More than 1,700 California lawyers suspended for failure to comply with new trust account rules
The State Bar of California adopted the Client Trust Account Protection Program after attorney Tom Girardi was accused of stealing more than $18 million from clients. Image from Shutterstock.
More than 1,700 California lawyers have failed to comply with new trust account rules, leading to their administrative suspensions.
About 2,000 California lawyers were initially placed on involuntary inactive status for failing to comply, but the number out of compliance had dropped to more than 1,700 as of July 25, Law 360 reports.
The Los Angeles Times reports, however, that more than 1,700 were initially placed on inactive status, and the number had dropped to 1,641 as of July 28.
The State Bar of California adopted the Client Trust Account Protection Program after attorney Tom Girardi was accused of stealing more than $18 million from clients.
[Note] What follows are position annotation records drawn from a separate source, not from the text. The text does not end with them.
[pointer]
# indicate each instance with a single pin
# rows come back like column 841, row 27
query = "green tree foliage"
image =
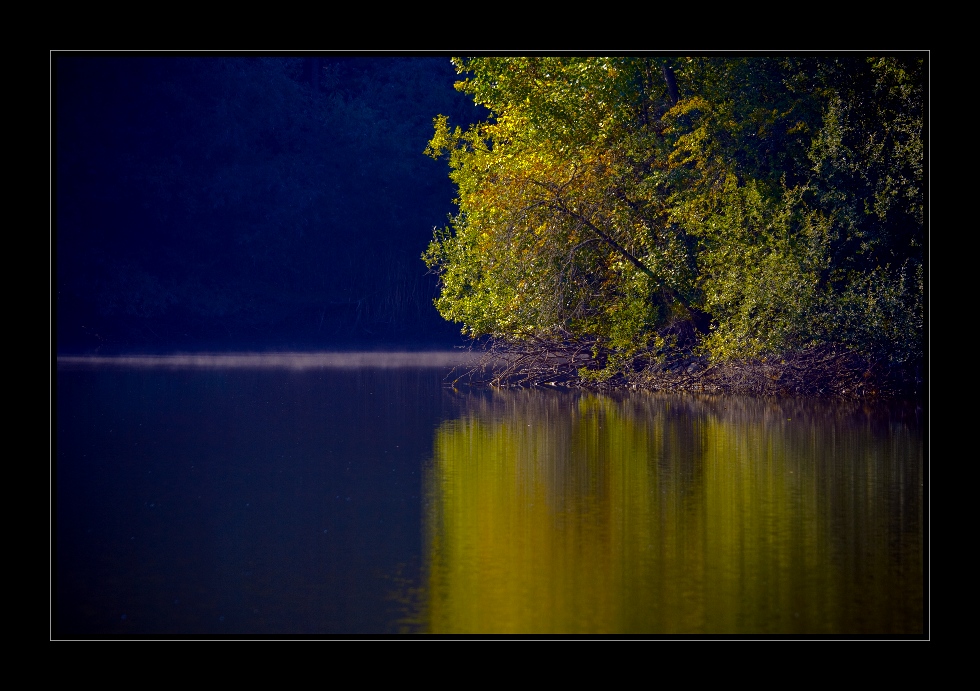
column 778, row 199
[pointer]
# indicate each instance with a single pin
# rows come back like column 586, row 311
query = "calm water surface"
column 302, row 496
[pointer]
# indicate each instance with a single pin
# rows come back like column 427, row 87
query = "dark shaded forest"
column 227, row 203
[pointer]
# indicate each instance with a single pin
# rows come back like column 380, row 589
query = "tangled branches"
column 569, row 361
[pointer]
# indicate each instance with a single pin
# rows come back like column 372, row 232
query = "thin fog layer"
column 280, row 360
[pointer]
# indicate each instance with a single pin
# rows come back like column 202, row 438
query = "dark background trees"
column 247, row 202
column 773, row 203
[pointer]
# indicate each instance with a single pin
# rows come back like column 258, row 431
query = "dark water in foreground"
column 193, row 498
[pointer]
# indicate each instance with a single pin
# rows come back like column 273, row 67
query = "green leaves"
column 610, row 197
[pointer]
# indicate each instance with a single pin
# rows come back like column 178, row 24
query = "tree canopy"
column 765, row 204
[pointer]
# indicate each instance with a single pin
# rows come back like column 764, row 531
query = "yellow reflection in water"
column 563, row 514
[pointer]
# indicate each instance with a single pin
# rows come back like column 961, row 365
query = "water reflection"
column 560, row 513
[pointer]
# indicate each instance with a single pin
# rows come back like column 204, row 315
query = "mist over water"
column 360, row 493
column 286, row 360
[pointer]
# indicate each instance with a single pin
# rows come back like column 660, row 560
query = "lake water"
column 271, row 496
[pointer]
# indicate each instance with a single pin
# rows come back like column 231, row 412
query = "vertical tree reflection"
column 556, row 512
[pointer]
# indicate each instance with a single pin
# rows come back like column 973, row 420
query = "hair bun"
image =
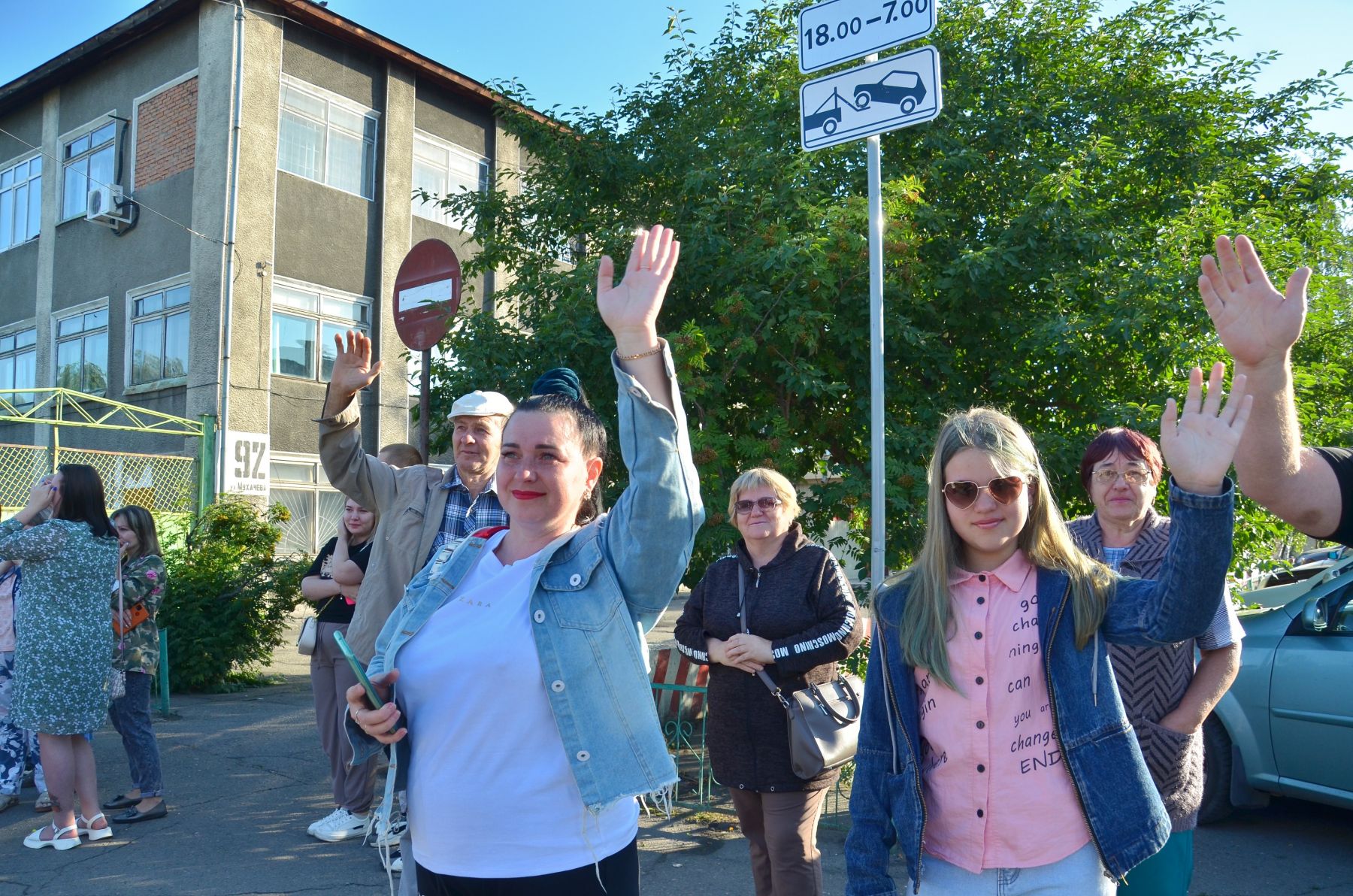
column 559, row 380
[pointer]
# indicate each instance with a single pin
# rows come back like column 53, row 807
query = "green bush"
column 229, row 596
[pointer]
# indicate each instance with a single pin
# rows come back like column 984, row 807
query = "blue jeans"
column 130, row 716
column 18, row 746
column 1077, row 875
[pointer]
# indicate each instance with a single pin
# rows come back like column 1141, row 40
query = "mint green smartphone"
column 377, row 703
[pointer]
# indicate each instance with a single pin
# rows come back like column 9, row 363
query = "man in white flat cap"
column 419, row 508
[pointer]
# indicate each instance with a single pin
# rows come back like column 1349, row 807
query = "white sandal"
column 59, row 840
column 84, row 828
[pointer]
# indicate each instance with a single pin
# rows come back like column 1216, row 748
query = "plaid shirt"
column 466, row 515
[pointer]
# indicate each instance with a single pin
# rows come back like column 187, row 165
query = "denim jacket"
column 1121, row 807
column 595, row 592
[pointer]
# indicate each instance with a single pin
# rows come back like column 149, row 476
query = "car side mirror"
column 1314, row 615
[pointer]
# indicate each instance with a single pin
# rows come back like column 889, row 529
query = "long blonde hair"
column 927, row 619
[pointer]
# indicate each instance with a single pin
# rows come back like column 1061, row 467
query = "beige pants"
column 331, row 677
column 781, row 831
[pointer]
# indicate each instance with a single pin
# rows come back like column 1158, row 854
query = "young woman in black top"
column 331, row 583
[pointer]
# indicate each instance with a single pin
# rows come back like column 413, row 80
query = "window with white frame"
column 322, row 137
column 20, row 365
column 299, row 485
column 83, row 351
column 441, row 169
column 20, row 202
column 160, row 334
column 88, row 164
column 304, row 322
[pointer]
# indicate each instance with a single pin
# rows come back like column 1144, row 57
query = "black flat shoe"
column 132, row 815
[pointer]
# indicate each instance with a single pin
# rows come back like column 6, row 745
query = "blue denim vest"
column 595, row 595
column 1121, row 807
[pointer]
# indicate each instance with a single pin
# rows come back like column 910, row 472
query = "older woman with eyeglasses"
column 781, row 604
column 1165, row 698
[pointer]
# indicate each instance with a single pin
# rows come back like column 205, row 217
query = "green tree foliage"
column 229, row 596
column 1041, row 250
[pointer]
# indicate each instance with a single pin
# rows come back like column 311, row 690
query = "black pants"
column 619, row 876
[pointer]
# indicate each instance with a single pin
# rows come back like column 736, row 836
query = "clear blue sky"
column 573, row 52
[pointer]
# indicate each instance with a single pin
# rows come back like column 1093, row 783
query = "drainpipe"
column 229, row 292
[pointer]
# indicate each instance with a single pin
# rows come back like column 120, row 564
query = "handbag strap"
column 122, row 635
column 742, row 615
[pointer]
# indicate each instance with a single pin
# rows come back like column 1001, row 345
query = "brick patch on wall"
column 167, row 133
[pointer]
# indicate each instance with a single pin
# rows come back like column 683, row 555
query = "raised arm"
column 629, row 309
column 651, row 529
column 1197, row 446
column 1258, row 325
column 350, row 468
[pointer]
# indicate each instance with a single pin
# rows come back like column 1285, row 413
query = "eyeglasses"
column 1131, row 475
column 764, row 504
column 964, row 493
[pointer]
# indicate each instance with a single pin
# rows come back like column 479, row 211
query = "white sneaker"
column 343, row 826
column 326, row 819
column 383, row 835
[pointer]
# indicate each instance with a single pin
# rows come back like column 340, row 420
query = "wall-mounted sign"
column 247, row 465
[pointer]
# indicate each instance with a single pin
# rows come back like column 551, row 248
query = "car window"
column 1341, row 613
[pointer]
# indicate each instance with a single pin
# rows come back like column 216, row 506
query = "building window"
column 88, row 164
column 160, row 334
column 20, row 365
column 326, row 140
column 20, row 202
column 304, row 328
column 83, row 353
column 441, row 169
column 316, row 508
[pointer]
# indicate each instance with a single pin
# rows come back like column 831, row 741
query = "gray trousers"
column 781, row 831
column 331, row 677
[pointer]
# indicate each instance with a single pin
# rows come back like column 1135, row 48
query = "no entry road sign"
column 870, row 99
column 840, row 30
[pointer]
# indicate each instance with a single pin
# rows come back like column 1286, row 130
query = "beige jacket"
column 410, row 504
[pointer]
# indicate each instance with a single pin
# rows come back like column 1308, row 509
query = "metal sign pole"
column 425, row 405
column 876, row 360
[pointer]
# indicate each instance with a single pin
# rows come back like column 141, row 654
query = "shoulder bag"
column 823, row 719
column 310, row 631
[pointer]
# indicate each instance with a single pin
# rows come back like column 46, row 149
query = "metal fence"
column 162, row 483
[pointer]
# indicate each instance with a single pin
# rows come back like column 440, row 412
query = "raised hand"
column 1200, row 444
column 631, row 307
column 353, row 370
column 42, row 495
column 1256, row 322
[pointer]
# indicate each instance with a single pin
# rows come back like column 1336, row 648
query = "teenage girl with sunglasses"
column 994, row 746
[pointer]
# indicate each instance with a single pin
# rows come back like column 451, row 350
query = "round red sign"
column 426, row 294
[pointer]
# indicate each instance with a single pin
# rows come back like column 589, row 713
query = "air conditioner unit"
column 103, row 206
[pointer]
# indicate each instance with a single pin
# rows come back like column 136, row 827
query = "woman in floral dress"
column 64, row 640
column 137, row 654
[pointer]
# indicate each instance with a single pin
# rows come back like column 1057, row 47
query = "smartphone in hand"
column 377, row 703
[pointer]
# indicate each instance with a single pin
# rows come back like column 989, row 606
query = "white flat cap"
column 480, row 404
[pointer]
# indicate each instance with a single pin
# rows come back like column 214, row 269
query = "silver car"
column 1285, row 726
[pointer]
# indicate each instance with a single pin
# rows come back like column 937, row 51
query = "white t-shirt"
column 490, row 791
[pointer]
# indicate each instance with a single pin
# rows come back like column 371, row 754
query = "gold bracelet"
column 662, row 344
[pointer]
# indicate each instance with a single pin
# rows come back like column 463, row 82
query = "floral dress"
column 142, row 580
column 62, row 625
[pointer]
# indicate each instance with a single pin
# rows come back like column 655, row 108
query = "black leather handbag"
column 823, row 719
The bar had opened 205 disciplinary matters over four decades against Girardi, with only three leading to disbarment. A review later concluded that some complaints were likely closed improperly.
The new program requires lawyers to report whether they are responsible for client trust accounts, to provide basic account information, to complete an annual self-assessment, and to certify that they comply with ethics rules related to safeguarding client funds, according to a October 2022 press release.
The deadline for compliance was April 3. Those who didn’t comply were fined $75 and informed that they had until June 30 to come into compliance, according to the Los Angeles Times. The administrative suspensions began in July.
The new rules are intended to help the state bar prevent attorney theft. Steven Moawad, the special counsel overseeing the trust account program, told the Los Angeles Times that the suspensions are for nonreporting. But some lawyer may have declined to report “because they were stealing money from their trust accounts and they didn’t want to be found out,” he said.
There may also be some instances in which a licensed lawyer has died, but no one notified the state bar, Moawad said.
“There could be any number of reasons” for not reporting, Moawad told the Los Angeles Times.